I was led to consider this further with the language I would use for events or schemes I was promoting. The standard approach of the College had seemed to be inclusive language in the form of contextualizing the word 'women'. In promoting an event, women* would be written as such, with an asterisk which would refer to a footnote which read:
'We use an inclusive definition of "women" that includes anyone who identifies partly or wholly as a woman and/or transfeminine.'
The clarification is useful in stating the inclusivity of our College, but it is not without its issues and weaknesses. As a cisgender woman, I wanted to gain the opinions of non-binary and trans people. After speaking to members of the non-binary and trans community from St John's and at other colleges, I came to realise that the way we use the term 'woman' is still potentially alienating. Through beginning our clarification of our inclusivity with the phraseology 'we use an inclusive definition of the term woman' we unwittingly insinuate that this is one among several definitions. Whereas, the reality is that the inclusiveness of the term women should not be up for debate.

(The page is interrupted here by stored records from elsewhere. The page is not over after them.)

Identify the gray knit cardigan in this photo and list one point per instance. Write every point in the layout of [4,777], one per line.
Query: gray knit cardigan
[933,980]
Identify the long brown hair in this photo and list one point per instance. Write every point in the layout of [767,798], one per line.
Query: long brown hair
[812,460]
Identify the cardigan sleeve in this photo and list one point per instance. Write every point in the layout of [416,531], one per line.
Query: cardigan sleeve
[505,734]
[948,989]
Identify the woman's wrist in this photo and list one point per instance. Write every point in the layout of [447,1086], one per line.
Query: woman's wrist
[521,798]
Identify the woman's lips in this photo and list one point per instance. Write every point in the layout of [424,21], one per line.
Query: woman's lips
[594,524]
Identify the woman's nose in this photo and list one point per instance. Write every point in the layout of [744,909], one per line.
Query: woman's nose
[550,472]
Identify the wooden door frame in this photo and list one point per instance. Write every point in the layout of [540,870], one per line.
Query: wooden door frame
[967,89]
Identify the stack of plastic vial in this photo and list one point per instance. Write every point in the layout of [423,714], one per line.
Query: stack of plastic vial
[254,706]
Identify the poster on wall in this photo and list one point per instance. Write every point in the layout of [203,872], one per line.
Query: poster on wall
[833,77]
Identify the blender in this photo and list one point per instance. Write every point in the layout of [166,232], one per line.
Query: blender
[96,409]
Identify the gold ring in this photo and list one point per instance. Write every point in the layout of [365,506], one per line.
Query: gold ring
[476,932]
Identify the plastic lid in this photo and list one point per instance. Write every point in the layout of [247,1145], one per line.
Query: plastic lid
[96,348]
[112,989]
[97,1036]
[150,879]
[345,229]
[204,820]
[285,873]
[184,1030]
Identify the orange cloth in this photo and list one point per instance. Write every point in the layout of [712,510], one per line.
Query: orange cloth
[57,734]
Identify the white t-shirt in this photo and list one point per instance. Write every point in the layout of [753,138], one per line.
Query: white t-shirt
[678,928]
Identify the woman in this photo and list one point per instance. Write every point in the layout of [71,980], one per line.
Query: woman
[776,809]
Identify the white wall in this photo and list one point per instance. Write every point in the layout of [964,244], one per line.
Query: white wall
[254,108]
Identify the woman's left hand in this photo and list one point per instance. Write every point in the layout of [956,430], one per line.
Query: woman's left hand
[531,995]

Indeed, those who identified as non-binary raised the issue of this linguistic clarification as potentially lumping them in and conflating them with women, a possibly distressing and misgendering experience. How to remedy this complex and nuanced issue? I spoke to fellow Women's Officers, Trans reps and non-binary and trans people to garner their insight. The result I was left with was to utilise the terms 'women and gender minorities' when promoting events. Although this is a step in the right direction, it does not reconcile the jarring disjunct of the role's title to the gender progressiveness we aim to achieve as a JCR, and I hope, as a College.
After listening to those from gender minorities, it became clear that the best solution would be a shift from 'Women's Officer' to 'Gender Equality Officer' as is the case at many other colleges. This is, regrettably, a change I did not manage to make during my time in the role - but is one that I hope one of my successors will consider and endorse.
The lesson I have taken most from this incredible experience has been that listening to those with difference experiences from oneself, showing openness and empathy, is the most productive and fulfilling way to service the many intersecting communities within our College. This is an approach I have faith we will continue to employ with enthusiasm and energy.